O ator Joaquin Phoenix está litros de tinta atrás de Spears e Jackson em termos de aparições em tabloides, mas teve, em 2008, seu momento de "problemático da vez".
O filme "I'm Still Here", exibido pela primeira vez na manhã de segunda, fora de competição, acompanha esse momento.
Divulgação
Cartaz de "I'm Still Here"
A exposição, aqui, não pode ser debitada na conta da mídia nem dos paparazzi, já que o filme, feito pelo cunhado do ator, Casey Affleck, é claramente cultuado por ele próprio.
O "documentário" segue os passos de Phoenix - ator de megassusessos como "Gladiador" (2000), de Ridley Scott, e "Johnny e June " (2005), de James Mangold , e irmão mais novo do falecido River Phoenix - a partir do dia em que ele decide anunciar, em público, que abandonaria a carreira de ator para virar um cantor de hip-hop.

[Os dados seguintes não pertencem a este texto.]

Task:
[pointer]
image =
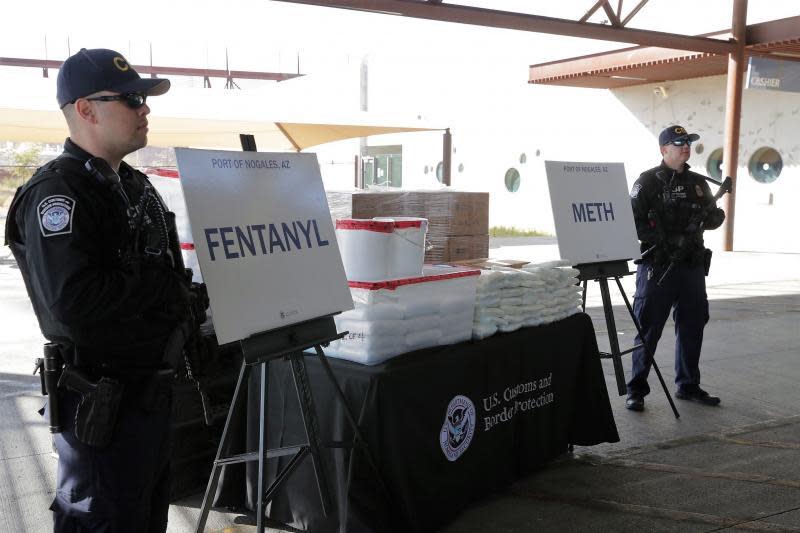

Acontece que, apesar de apresentar-se como "documental", o filme tem passagens claramente encenadas, e nenhuma câmera é tão invisível quanto Affleck pretende mostrar.
Phoenix cheira cocaína, discute com as pessoas que imagina todas contra si, deixa cabelo e barba crescerem.
À frente da câmera do cunhado, parece cultuar um pouco essa queda.
"I'm Still Here" se quer divertido, chocante e emocionante, mas parece que não conseguiu ser nada disso.
O que consegue, sim, é ser um documento e tanto sobre o quanto está doente o mundo do show business.
A reação da plateia do festival à entrevista de Phoenix ao programa de David Letermann, reproduzida no filme, é sintomática disso.
Eram incontroláveis as gargalhadas.
E o que se via, em cena, era só decadência.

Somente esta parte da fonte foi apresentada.